The Dollar Index spent much of the summer in a downward sloping channel. Depending on how you drew your trendlines, the index has either pulled back to the trendline or broke below the trendline and is now struggling to break above it. Regardless of your artistic talent and what you saw in the ink blot, there are significant support and resistance levels at the 80 level and 80.60 level (where the index pulled back to and where it bounced). We see lots of converging levels found on horizontal support/resistance and sloping trendlines, this emphasizes their significance. Looking at the chart below, the index does not like to sit in this 80-80.60 level for long periods of time. Over the past few years this area has acted as strong support and strong resistance, but not a place to stay.
Looking to the weekly chart we can see something explosive was bound to happen. Sure you might say, there was this gigantic Fed meeting we all knew that! While this is absolutely correct, this information was conveyed through the actions of market participants and thus it is visible on a chart. This week the uptrend line was broken, that line had been in place since January of 2011. This uptrend line was in direct conflict with the down trend channel that had formed on the daily chart. One of them was destined to break.

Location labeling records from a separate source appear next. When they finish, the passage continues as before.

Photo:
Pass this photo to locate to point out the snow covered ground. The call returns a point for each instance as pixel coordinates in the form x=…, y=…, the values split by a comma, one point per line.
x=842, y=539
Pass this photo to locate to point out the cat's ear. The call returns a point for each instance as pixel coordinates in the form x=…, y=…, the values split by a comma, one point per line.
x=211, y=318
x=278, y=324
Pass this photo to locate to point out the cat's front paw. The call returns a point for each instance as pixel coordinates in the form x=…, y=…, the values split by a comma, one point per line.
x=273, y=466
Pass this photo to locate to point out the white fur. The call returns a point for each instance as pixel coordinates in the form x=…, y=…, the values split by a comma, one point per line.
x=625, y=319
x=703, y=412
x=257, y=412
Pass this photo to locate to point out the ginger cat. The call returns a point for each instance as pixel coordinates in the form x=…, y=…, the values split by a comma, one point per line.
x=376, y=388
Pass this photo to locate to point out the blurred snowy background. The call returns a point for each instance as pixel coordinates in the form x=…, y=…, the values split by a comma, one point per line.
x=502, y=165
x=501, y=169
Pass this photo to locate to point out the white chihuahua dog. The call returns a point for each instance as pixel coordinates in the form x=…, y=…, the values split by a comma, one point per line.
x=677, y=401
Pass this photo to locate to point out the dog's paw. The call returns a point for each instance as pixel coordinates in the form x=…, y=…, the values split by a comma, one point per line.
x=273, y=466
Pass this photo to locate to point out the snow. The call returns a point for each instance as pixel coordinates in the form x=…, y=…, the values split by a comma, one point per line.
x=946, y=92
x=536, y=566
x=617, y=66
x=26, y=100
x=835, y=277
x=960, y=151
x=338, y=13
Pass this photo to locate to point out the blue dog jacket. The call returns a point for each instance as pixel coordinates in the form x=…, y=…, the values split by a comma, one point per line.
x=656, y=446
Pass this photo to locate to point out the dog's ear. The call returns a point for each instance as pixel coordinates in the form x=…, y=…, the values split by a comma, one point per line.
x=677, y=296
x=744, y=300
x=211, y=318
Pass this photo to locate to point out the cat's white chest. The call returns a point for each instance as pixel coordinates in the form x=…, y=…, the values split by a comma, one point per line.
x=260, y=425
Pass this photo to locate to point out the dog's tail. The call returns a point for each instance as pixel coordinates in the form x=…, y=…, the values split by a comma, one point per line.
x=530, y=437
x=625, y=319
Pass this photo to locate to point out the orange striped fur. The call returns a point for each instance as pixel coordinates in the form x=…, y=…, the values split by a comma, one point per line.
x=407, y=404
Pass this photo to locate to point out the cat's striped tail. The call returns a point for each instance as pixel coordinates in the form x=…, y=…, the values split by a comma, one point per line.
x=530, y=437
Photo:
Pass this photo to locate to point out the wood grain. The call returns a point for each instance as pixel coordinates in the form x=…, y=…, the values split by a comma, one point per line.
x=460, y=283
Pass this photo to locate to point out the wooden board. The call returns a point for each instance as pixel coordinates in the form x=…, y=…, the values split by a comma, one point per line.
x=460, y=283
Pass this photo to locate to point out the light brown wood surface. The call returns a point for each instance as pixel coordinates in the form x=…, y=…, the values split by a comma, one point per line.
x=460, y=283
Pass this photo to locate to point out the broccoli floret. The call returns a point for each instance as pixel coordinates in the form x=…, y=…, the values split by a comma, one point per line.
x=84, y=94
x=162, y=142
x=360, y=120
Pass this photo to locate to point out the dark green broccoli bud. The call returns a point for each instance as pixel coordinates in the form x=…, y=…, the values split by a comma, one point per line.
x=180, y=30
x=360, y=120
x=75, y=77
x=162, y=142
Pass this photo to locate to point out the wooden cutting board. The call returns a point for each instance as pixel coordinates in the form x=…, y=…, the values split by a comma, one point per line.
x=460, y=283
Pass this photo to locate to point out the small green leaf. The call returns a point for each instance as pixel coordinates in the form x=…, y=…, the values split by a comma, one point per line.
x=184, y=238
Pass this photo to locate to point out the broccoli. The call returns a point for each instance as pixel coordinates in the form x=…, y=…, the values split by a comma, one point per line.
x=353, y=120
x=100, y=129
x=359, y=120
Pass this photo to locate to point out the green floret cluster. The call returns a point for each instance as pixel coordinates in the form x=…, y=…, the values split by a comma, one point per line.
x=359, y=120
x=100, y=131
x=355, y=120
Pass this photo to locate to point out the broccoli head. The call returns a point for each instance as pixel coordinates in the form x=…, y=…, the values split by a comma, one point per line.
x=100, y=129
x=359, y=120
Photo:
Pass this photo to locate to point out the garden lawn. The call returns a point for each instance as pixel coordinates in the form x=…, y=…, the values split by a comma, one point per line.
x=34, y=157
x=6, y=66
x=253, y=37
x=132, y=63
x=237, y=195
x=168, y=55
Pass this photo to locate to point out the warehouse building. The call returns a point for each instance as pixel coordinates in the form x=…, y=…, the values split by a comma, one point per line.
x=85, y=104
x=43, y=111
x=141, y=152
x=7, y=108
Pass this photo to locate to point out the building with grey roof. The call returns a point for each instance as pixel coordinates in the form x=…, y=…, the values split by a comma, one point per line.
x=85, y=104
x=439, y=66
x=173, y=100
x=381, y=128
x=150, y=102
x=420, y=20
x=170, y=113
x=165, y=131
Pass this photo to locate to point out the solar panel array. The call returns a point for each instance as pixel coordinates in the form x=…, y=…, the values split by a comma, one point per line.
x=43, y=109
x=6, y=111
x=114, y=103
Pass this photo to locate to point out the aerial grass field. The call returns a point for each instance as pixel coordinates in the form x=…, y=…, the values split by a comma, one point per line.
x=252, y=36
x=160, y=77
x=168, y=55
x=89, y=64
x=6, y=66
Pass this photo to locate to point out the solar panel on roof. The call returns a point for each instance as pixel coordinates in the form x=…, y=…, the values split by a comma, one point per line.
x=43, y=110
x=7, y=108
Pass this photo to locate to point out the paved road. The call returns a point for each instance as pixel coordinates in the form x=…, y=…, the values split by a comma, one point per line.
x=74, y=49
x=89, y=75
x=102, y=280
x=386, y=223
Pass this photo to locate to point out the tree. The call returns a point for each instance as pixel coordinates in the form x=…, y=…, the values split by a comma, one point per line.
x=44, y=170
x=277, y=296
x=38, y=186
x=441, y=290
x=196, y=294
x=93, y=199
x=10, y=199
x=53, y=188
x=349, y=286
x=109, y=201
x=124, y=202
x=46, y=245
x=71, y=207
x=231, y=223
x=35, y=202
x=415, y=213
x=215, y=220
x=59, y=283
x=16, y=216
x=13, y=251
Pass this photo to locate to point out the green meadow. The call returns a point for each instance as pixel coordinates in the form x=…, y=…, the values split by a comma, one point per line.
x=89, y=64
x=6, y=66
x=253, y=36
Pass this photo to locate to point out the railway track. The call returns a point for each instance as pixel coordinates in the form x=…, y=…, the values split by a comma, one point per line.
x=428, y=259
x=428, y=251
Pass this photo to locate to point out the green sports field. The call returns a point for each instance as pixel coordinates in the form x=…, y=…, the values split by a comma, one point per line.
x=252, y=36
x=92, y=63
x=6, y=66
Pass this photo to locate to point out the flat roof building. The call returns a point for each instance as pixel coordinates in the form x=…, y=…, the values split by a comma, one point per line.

The 60 minute .05 x 3 Point and Figure chart shows we are still in a down trend with several internal trend lines having formed. There are still 2 unachieved activated downside targets. The most recent one is at 80.10, followed by 77.80. We have learned to trust our point and figure charts and not to fight them. Given all of the above, we feel the index still has some room to the downside. Though the continuing move may not be quite as violent as the moves seen this past week, we believe that some as backing and filling might be in order. It is likely that the index will pull back to the 80 level and, not being a huge fan of the 80-80.60 zone, move into the congestion zone right below it that has acted like fly paper oh so many times.